Clinical use

Clinical applications

CDP earns its keep across vestibular, neurological, geriatric, sports and occupational medicine. Each use-case has a characteristic CDP signature, a specific management decision the test informs, and a level of evidence.

Trainee

The strongest evidence base is in vestibular differential — Di Fabio's meta-analysis put CDP sensitivity for vestibular dysfunction at around 50–70% and specificity at 90–95%, making it useful as a confirmatory functional test when site-of-lesion tests (caloric, vHIT) are borderline.1,2 The rehabilitation-planning evidence is equally strong: baseline CDP profiles direct rehab focus, and CDP-tracked outcomes correlate with patient-reported dizziness-handicap.3,4

The fall-risk literature consistently identifies three predictors that independently associate with subsequent falls — composite score below age norm, hip-dominant strategy, and prolonged MCT latency. Combined, they identify older adults for targeted intervention.5,6

Application cards

Filter by domain to focus on a single area.
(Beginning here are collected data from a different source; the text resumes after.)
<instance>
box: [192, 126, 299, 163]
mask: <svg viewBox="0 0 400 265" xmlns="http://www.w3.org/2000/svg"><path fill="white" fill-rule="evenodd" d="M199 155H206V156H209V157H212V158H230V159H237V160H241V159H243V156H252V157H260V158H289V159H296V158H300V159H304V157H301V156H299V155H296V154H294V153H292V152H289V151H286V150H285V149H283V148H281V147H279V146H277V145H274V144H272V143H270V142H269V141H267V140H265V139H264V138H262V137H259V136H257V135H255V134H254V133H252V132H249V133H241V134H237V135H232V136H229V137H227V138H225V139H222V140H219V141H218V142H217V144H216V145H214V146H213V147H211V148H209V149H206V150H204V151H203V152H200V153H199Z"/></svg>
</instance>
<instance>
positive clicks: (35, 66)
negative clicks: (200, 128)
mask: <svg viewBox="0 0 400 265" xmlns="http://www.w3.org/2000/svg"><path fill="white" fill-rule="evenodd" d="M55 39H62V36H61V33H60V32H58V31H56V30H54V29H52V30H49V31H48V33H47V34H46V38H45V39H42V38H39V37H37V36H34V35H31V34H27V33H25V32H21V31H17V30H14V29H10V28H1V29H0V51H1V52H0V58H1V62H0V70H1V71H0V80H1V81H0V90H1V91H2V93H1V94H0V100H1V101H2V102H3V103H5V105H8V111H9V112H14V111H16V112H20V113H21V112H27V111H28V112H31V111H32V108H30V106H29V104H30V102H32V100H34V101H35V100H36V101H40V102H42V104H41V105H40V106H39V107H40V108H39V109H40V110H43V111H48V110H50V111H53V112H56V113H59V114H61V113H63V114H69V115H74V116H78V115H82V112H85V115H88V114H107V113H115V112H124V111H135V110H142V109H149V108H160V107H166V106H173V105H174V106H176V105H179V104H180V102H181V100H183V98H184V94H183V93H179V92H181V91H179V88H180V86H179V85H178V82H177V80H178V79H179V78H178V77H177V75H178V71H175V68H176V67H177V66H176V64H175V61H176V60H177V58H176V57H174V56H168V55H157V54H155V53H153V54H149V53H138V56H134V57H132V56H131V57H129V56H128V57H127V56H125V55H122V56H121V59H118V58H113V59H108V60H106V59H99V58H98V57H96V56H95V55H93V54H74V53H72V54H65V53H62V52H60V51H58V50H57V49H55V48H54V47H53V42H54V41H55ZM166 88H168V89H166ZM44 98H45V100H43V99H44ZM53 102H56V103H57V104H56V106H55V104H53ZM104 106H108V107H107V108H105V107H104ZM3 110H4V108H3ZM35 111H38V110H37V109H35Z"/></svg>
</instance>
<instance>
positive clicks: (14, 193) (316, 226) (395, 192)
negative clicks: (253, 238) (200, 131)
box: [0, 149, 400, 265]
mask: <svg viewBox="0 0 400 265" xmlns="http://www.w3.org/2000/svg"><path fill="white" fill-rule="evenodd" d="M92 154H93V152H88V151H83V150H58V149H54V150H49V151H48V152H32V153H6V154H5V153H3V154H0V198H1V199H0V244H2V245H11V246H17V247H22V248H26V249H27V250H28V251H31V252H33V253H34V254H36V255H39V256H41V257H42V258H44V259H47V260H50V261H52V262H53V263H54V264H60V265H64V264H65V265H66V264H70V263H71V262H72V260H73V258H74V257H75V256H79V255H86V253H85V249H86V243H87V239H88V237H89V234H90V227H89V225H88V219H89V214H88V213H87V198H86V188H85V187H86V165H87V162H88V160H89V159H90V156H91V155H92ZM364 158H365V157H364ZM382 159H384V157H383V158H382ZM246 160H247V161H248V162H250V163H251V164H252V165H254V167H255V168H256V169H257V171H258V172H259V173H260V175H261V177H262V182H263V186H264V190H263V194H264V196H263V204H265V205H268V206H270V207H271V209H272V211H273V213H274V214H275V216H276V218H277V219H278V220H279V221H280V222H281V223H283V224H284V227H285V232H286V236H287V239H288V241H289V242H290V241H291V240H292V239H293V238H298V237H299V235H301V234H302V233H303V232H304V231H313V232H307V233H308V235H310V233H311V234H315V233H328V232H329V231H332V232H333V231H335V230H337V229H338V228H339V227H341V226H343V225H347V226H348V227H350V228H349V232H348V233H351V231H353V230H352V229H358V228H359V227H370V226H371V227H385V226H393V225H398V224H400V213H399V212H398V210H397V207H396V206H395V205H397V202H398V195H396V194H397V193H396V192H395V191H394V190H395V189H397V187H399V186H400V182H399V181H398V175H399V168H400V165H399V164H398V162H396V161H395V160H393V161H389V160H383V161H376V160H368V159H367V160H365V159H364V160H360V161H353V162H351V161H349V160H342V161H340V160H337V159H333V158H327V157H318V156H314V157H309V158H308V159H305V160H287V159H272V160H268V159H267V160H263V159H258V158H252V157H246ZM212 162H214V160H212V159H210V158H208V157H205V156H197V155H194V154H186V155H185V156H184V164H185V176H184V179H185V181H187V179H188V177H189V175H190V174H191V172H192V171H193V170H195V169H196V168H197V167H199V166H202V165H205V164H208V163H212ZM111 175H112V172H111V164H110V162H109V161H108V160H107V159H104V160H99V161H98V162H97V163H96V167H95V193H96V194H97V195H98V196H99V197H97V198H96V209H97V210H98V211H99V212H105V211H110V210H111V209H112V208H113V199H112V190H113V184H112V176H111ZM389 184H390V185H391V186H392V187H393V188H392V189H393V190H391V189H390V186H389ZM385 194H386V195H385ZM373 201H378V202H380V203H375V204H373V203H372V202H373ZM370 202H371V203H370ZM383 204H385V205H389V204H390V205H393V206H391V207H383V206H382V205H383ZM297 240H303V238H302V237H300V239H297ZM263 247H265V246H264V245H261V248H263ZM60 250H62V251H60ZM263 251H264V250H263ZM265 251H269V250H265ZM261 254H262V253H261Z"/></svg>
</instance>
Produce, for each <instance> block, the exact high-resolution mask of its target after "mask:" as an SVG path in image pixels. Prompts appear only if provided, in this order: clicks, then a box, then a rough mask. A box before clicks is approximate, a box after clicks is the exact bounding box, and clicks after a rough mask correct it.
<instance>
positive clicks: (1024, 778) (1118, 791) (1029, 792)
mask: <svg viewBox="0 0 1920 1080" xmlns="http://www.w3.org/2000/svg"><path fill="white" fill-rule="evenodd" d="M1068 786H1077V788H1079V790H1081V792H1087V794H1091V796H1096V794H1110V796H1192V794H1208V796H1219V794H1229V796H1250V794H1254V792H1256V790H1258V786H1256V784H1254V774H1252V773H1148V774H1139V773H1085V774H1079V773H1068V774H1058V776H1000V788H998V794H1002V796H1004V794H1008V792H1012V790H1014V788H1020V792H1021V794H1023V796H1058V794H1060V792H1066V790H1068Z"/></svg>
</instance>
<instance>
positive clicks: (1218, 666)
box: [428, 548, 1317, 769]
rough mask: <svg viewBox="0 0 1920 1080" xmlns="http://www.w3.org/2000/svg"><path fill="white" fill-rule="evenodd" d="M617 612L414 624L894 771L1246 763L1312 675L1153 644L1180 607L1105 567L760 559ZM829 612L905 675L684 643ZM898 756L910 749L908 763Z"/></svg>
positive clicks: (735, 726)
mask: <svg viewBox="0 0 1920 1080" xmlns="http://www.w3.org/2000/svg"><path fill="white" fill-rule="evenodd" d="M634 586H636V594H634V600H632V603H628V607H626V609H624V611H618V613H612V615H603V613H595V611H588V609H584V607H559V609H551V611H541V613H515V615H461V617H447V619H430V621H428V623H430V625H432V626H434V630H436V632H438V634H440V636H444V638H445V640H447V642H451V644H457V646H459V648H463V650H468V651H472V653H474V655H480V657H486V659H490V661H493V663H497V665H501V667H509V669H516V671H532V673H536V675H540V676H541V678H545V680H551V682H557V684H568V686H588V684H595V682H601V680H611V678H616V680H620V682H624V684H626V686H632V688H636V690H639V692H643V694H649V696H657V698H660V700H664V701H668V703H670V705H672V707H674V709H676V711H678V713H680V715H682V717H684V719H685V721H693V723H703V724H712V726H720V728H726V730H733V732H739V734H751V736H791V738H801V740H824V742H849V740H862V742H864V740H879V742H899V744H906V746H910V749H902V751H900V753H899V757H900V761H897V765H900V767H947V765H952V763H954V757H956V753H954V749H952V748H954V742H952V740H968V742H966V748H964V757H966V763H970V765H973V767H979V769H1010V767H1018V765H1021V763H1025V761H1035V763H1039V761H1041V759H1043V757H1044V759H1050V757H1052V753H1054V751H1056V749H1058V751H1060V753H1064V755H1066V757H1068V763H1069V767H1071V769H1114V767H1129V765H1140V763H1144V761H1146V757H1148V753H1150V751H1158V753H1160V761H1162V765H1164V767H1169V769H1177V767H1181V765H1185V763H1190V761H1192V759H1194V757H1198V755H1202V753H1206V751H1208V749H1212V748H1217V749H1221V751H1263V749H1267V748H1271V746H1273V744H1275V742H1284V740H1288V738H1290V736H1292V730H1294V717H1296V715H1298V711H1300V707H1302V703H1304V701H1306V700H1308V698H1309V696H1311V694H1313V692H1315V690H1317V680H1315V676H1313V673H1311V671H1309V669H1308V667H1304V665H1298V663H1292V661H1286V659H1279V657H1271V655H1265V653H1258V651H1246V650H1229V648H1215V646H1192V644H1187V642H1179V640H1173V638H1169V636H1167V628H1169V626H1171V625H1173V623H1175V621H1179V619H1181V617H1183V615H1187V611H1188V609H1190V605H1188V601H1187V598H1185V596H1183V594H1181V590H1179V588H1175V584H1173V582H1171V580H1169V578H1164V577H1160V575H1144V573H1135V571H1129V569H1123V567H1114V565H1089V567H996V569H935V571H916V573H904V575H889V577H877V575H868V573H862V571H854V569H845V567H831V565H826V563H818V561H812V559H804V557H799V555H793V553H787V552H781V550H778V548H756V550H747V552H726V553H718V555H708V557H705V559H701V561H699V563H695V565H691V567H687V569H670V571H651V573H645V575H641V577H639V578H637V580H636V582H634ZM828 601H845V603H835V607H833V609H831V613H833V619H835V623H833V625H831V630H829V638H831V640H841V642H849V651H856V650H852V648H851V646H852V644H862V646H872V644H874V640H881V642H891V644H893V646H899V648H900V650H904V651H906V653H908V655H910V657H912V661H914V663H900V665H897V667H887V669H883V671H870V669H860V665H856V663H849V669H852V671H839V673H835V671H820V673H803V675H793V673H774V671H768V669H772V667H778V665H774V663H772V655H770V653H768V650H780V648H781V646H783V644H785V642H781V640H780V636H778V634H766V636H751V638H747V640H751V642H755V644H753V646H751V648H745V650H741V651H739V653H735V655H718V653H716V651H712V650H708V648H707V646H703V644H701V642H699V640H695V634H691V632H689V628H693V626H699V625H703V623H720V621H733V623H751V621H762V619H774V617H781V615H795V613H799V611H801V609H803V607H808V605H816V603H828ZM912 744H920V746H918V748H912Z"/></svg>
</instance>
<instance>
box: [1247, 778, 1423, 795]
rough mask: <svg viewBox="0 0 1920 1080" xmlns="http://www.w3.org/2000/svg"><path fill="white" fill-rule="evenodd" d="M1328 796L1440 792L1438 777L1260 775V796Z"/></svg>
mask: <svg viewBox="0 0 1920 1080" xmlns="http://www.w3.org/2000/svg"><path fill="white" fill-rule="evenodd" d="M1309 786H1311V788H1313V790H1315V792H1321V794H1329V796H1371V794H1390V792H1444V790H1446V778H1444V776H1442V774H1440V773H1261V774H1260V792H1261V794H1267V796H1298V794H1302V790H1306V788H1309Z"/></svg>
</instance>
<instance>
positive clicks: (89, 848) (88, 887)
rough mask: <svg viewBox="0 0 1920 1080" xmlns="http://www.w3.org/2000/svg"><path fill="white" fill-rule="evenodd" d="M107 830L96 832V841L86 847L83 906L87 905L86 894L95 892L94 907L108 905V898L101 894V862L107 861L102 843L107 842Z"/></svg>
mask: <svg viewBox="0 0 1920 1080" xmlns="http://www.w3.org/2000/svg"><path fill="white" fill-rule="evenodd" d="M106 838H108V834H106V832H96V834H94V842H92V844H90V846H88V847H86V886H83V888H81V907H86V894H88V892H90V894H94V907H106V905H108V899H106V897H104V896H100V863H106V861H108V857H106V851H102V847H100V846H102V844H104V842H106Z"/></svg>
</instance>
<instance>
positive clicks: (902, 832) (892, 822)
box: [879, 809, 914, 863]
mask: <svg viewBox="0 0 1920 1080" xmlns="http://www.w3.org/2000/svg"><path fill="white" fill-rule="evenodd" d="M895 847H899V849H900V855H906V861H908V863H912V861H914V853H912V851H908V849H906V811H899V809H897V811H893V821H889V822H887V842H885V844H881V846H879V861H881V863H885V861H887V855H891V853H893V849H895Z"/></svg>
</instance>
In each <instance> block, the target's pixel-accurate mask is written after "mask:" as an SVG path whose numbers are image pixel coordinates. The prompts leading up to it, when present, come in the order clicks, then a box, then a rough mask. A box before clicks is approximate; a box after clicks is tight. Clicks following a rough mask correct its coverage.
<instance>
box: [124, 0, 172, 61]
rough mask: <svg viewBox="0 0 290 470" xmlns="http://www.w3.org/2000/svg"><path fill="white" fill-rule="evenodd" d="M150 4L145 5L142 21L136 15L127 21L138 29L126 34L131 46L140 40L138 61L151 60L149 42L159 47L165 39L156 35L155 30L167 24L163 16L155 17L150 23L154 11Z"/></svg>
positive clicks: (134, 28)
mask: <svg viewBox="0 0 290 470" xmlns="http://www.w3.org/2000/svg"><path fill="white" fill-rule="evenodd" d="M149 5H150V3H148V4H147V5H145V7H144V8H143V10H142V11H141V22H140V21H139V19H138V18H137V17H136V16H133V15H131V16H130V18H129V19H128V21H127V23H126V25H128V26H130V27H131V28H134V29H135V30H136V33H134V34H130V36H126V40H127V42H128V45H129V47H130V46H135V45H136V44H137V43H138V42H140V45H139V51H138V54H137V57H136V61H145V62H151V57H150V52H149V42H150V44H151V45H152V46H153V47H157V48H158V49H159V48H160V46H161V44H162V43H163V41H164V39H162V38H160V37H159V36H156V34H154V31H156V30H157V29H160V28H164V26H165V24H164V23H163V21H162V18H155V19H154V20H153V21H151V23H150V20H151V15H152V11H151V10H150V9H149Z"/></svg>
Each card pairs the clinical question, the typical CDP pattern, the action it supports, and the evidence tier.

  • Peripheral vestibular

    Peripheral vestibular hypofunction

    established
    Question
    Is this patient's chronic imbalance attributable to a vestibular deficit when caloric or vHIT data are equivocal?
    Pattern
    Disproportionately reduced equilibrium scores on SOT conditions 5 and 6 (vestibular-only), preserved performance on 1–4.
    Action
    Supports the vestibular diagnosis when other tests are borderline; biases towards a targeted gaze-stabilisation and substitution VRT programme.
  • Peripheral vestibular

    Bilateral vestibulopathy

    established
    Question
    Does this patient with progressive imbalance and oscillopsia have bilateral vestibular loss?
    Pattern
    Severe drop in SOT 5/6 with falls; CDP composite score in the impaired range; surface and vision dependency together.
    Action
    Confirms functional impact; underpins the case for substitution training and prosthetic balance research enrolment.
  • Central nervous system

    Central CNS disease (Parkinson, MS, cerebellar)

    established
    Question
    Is the postural dyscontrol consistent with a central, rather than peripheral, lesion?
    Pattern
    Hip-strategy bias, abnormal MCT latencies, poor ADT adaptation, and direction-specific instability.
    Action
    Justifies neurology referral and targeted rehabilitation; longitudinal CDP tracks disease progression.
  • Rehabilitation

    Vestibular rehabilitation planning

    established
    Question
    Which sensory modality is this patient over-relying on, and what should the rehab focus on?
    Pattern
    Visual-dependency profile: poor on conditions 3 and 6 with relatively preserved 5 → optokinetic and visual-desensitisation work.
    Action
    Individualises VRT; baseline scores serve as the comparator at re-test.
  • Fall risk

    Fall-risk prediction in the elderly

    established
    Question
    Is this older adult at elevated risk of falling in the next 12 months?
    Pattern
    Composite SOT < age-norm, hip-dominant strategy, prolonged MCT latency.
    Action
    Triggers community-balance programme, home-modification review, deprescribing of sedatives.
  • Sports / concussion

    Sport-related concussion

    established
    Question
    Has this athlete's postural control returned to baseline before return-to-play?
    Pattern
    Persisting reduction in SOT composite vs pre-season baseline; abnormal MCT latencies after symptom resolution.
    Action
    Defers return-to-play; complements neurocognitive testing.
  • Functional / non-organic

    Functional / non-organic balance disorder

    emerging
    Question
    Are the sway patterns physiologically plausible, or do they suggest a functional component?
    Pattern
    Inconsistent patterns: better on harder conditions; excessive sway with eyes open and reduced sway with eyes closed.
    Action
    Supports a multidisciplinary referral including psychiatric / psychological assessment; never the sole basis for diagnosis.
  • Aerospace / occupational

    Aerospace and occupational medicine

    established
    Question
    Is the pilot, astronaut or soldier fit to return to duty after vestibular insult, fatigue or microgravity exposure?
    Pattern
    Quantified deviation from pre-deployment baseline; impaired adaptation on ADT post-spaceflight.
    Action
    Informs fitness-to-fly decisions, reconditioning timelines, and mission-design considerations.

What CDP does NOT do

  • Localises the lesion. CDP identifies the dysfunctional sensory system, not the anatomical site. Caloric, vHIT, VEMP and imaging do the localisation.
  • Replaces clinical examination. The history, the bedside exam, and audiogram remain the foundation. CDP is functional adjunct.
  • Diagnoses a functional disorder. Physiologically implausible patterns raise suspicion, but functional balance disorder needs multidisciplinary evaluation.
  • Replicates real-world settings. A booth is not a kitchen or a building site — for ecological validity, wearable IMUs are starting to fill the gap.